Should there ever be a medical student who does not hear what the power of the white coat can do when that power is not tempered with truth?  Our obligation as physicians and educators is to teach the next generation of medical students about the Holocaust. Why? Because of what the Holocaust teaches us:

  1. A human person must have value because they are a human person. No contingent factor—economic status, disability, or actions of the past, present or future—can rob a person of what she is owed. And we owe it as members of this profession to lead, to guard that dignity, even if it costs us our job, our livelihood, and our life.
  2. We must follow our consciences as physicians and speak out against wrong-doing. As the doctors in Nazi Germany were faced with moral choices—we are and shall be even more in the future. So when physicians stand up for their right to “conscientiously object,” society should be more tolerant. The practice they object to may be legal, or even moral, in the eyes of their peers. But a physician’s oath to her patient is only as strong as her conscience; allow (or even force) her to break it, and we have forgotten: one day, it may be our turn to stand against the tide.
  3. We as a profession must resist desensitization to dehumanization. Through language and act, we know from the literature and our own experience that both the dehumanization of patients and desensitization to it, are common in medical practice. Persons should never again be reduced to statistics or diagnoses (“a vegetable”).
  4. We must remind ourselves that as physicians, we serve the patient as person.  We do not serve the state (and its economic interests), not the patient’s family (however compassionate), nor any other just cause or goal, including our own.
  5. We must shed the belief that science alone is our god, the one true thing which cannot be questioned. The physicians who actively aided the Holocaust believed that they were practicing “good science.” But science is not a god. Empirical frameworks do not have the tools to test their own moral value using their own methodology. Scientific truth alone does not “grasp” the reality of life. For every technological advance or “standard of care” in medicine, we must search for an answer to the still open question—“yes, but is it good?”

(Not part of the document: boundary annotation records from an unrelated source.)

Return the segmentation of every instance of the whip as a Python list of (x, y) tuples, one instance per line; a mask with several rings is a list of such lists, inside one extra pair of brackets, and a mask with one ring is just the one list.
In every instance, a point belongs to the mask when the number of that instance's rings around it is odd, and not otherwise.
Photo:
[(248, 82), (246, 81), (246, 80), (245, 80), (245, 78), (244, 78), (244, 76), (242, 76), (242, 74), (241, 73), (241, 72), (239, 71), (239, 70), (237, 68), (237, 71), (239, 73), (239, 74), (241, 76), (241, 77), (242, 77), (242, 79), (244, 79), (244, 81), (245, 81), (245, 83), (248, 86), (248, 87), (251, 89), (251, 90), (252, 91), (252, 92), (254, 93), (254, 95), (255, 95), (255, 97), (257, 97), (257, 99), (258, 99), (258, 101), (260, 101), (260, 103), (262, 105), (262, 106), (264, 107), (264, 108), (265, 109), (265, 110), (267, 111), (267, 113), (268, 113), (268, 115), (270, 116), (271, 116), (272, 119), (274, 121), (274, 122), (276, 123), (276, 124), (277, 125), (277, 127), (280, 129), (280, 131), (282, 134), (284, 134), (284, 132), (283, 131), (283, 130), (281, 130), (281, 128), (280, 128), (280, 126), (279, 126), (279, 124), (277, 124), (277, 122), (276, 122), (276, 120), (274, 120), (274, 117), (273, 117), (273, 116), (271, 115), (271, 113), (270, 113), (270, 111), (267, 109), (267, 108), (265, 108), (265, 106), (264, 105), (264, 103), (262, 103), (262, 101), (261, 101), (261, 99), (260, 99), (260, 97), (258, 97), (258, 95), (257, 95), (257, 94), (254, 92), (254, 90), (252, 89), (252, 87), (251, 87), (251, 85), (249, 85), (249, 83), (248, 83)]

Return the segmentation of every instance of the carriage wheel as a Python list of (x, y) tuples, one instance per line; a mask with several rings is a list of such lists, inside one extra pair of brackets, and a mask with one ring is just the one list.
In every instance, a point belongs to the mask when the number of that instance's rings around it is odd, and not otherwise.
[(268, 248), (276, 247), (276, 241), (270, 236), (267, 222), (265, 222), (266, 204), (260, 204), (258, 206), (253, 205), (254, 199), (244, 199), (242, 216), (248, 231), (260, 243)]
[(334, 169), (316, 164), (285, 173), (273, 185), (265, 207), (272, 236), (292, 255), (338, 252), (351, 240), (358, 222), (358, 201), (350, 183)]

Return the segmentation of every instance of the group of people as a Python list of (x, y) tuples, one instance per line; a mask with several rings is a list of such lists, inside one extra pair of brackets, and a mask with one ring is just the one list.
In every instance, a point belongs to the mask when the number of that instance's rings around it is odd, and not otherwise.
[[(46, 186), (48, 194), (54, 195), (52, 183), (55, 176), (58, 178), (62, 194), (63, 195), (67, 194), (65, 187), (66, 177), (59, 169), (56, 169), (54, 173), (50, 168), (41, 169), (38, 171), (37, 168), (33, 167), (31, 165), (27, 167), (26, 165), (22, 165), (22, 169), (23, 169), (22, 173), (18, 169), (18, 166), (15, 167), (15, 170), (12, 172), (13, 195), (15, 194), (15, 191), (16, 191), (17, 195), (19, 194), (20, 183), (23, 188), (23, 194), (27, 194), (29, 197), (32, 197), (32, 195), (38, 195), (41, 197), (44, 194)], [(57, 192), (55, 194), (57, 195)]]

Will we kill each other again in waves of ethnic revenge with machetes, as in Rwanda? Or will we physicians kill others again with words—declassifying our brothers and sisters as not worthy of living, or not worthy of even being called human?  At the bedside of the “neurologically devastated” child we are challenged by words and deeds—is this really a “life unworthy of life?” Is it right to call a baby in the NICU a “squirrel,” or even a “feeder-grower?” Or, can the dark history of a heroic people lead the world and our profession to a new dawn?

The experiences I have heard and read about and the friends I have made through teaching this course have pushed me to face the reality of life: human persons are meant to flourish, to build bonds with one another, to see oneself in the other.  When we teach medical students, physicians, and others about the role of our profession in the Holocaust, we teach, as the late Pope John Paul II said on his visit to Yad Vashem—“to remember with a purpose.

Ashley Fernandes_2013

Ashley K. Fernandes, MD, PhD, is a pediatrician and bioethicist, and the winner of numerous teaching and professional awards including the Gold Foundation’s Leonard Tow Humanism in Medicine Award. He will be leaving Wright State University in August to join the The Ohio State University’s Center for Bioethics and Medical Humanities as Associate Director, and Nationwide Children’s Hospital as Associate Professor of Pediatrics.